Jersey Oil & Gas (JOG), an independent upstream oil and gas company ?focused on the UK Continental Shelf ("UKCS") region of the North Sea, is pleased to announce its audited results for the year ended 31 December 2020.
- Delivered 100% control across all of the Greater Buchan Area ("GBA")
- Acquired 70% working interest ("WI") and Operatorship in licence P2170 from Equinor
- Acquired CIECO V&C (UK) Limited ("CIECO V&C") (12% WI in P2170 and tax losses)
- The 32nd Licensing Round Award has been completed at part-block 20/5e (within the GBA acreage)
- Core GBA P50 Contingent Resources increased to 172 MMboe, from 124 MMboe in 2019, with four high graded, drill-ready exploration prospects at approximately 220 MMboe
- Grown the GBA project team, expanding the size and capabilities of the Company commensurate with the requirements of operatorship of the GBA Development project (the "GBA Project")
- Concept Select progressed during the period, focused on delivering detailed plans for a low-carbon development concept with highly attractive economics
- Year-end cash position of £5.1 million, with no debt
Post year end
- Key findings of the Concept Select published
- Uplift in P50 Contingent Resources estimates for the core GBA to 172 MMboe
- Selected Concept for a three phase, low-carbon, conventional platform development
- A farm-out process has been launched to seek an aligned partner to join the project and provide material funding
- Concluded a Placing and Offer for Subscription
- Oversubscribed and raised £16.6 million
- Strengthened the balance sheet and received strong institutional support
- Concluded the acquisition of CIECO V&C, providing a 12% WI in licence P2170 and associated tax losses of c.£15m
- Farm out process for GBA underway
- JOG views the GBA as one of the most exciting developments in the North Sea, with the potential to deliver significant value to shareholders from
- 4 operated licences
- 5 oil discoveries
- 4 drill-ready exploration prospects
- Project lifetime pre-tax free cash flow for the potential core GBA development is forecast to be circa US$6.4bn, with an estimated project value of approximately US$1.7bn pre-tax NPV (10%)

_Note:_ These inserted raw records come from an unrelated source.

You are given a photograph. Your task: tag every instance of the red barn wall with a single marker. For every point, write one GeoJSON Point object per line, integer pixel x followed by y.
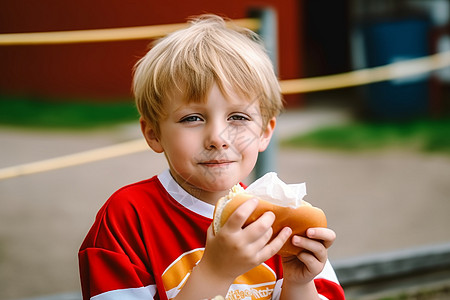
{"type": "Point", "coordinates": [103, 70]}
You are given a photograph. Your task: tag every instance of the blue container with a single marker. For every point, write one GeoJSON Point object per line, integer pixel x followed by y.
{"type": "Point", "coordinates": [390, 41]}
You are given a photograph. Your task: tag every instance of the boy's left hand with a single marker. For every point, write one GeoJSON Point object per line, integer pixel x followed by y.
{"type": "Point", "coordinates": [310, 262]}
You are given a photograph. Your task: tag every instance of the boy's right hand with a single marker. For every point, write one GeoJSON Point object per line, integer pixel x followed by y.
{"type": "Point", "coordinates": [235, 250]}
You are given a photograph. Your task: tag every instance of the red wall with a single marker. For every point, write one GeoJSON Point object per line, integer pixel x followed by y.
{"type": "Point", "coordinates": [103, 70]}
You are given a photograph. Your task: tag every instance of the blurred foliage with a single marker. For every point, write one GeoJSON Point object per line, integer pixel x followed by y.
{"type": "Point", "coordinates": [430, 135]}
{"type": "Point", "coordinates": [64, 113]}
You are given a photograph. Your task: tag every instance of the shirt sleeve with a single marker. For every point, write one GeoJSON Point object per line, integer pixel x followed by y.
{"type": "Point", "coordinates": [112, 259]}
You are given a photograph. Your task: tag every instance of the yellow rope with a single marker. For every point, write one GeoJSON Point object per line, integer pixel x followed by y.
{"type": "Point", "coordinates": [104, 35]}
{"type": "Point", "coordinates": [360, 77]}
{"type": "Point", "coordinates": [388, 72]}
{"type": "Point", "coordinates": [74, 159]}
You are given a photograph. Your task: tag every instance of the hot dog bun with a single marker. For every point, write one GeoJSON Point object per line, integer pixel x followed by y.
{"type": "Point", "coordinates": [299, 218]}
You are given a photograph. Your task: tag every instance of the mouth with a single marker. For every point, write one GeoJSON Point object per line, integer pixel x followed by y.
{"type": "Point", "coordinates": [216, 163]}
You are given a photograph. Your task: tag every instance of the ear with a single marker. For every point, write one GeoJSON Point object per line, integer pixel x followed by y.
{"type": "Point", "coordinates": [266, 135]}
{"type": "Point", "coordinates": [150, 136]}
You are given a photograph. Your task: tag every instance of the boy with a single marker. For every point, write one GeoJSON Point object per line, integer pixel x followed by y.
{"type": "Point", "coordinates": [208, 100]}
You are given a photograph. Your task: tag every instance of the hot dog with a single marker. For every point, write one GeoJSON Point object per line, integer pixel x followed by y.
{"type": "Point", "coordinates": [298, 218]}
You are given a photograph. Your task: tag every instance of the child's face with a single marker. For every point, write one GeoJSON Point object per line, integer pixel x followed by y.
{"type": "Point", "coordinates": [211, 146]}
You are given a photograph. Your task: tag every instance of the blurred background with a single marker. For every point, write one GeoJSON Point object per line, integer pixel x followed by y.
{"type": "Point", "coordinates": [375, 157]}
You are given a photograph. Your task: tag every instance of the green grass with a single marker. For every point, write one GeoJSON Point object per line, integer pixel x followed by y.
{"type": "Point", "coordinates": [64, 113]}
{"type": "Point", "coordinates": [430, 135]}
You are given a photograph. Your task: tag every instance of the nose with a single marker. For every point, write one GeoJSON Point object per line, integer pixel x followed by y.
{"type": "Point", "coordinates": [216, 137]}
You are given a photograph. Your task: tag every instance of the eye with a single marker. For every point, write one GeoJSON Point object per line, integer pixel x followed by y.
{"type": "Point", "coordinates": [190, 119]}
{"type": "Point", "coordinates": [239, 117]}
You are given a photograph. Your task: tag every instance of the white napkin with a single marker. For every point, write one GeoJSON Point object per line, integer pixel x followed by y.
{"type": "Point", "coordinates": [271, 188]}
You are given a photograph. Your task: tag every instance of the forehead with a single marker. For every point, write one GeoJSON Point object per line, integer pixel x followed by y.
{"type": "Point", "coordinates": [179, 97]}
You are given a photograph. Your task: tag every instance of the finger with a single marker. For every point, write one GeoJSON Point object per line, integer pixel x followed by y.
{"type": "Point", "coordinates": [325, 235]}
{"type": "Point", "coordinates": [314, 247]}
{"type": "Point", "coordinates": [261, 226]}
{"type": "Point", "coordinates": [240, 215]}
{"type": "Point", "coordinates": [275, 245]}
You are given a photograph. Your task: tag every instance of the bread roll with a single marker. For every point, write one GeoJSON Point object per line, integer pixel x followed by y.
{"type": "Point", "coordinates": [299, 218]}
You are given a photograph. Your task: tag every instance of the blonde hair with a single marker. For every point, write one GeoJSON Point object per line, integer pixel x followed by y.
{"type": "Point", "coordinates": [193, 59]}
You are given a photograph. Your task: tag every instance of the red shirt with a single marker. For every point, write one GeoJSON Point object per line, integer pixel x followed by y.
{"type": "Point", "coordinates": [147, 238]}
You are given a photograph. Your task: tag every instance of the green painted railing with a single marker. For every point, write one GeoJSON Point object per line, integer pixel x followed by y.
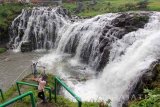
{"type": "Point", "coordinates": [33, 85]}
{"type": "Point", "coordinates": [2, 94]}
{"type": "Point", "coordinates": [57, 80]}
{"type": "Point", "coordinates": [30, 93]}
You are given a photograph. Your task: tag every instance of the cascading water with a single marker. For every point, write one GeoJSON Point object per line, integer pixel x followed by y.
{"type": "Point", "coordinates": [37, 26]}
{"type": "Point", "coordinates": [81, 49]}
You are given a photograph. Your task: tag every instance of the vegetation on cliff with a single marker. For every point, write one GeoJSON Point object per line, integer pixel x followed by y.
{"type": "Point", "coordinates": [151, 95]}
{"type": "Point", "coordinates": [89, 9]}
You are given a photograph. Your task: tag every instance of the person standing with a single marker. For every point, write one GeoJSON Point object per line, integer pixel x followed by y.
{"type": "Point", "coordinates": [41, 87]}
{"type": "Point", "coordinates": [35, 72]}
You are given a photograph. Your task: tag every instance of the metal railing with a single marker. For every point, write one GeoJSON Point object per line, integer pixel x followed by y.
{"type": "Point", "coordinates": [68, 89]}
{"type": "Point", "coordinates": [30, 93]}
{"type": "Point", "coordinates": [2, 94]}
{"type": "Point", "coordinates": [33, 85]}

Andrew Benitz, CEO of Jersey Oil & Gas, commented:
"JOG is delivering on a strategy of focused growth, having successfully aggregated a significant portfolio of discovered resources in the GBA together with significant exploration upside. We have assembled an industry leading, multidisciplinary team of specialists who have delivered a significant upgrade in discovered and prospective resources and selected what we believe is the optimum development concept.
"I would like to express my thanks to all our team and everyone involved in our GBA project, who have worked tirelessly throughout the Covid-19 pandemic to ensure ongoing progress.
"The GBA project will be a major investment for the UK, create many jobs and ultimately produce a vital domestically sourced and low carbon supply of energy. Our shareholder support is continually appreciated, and it is only through their investment that we can achieve our plans."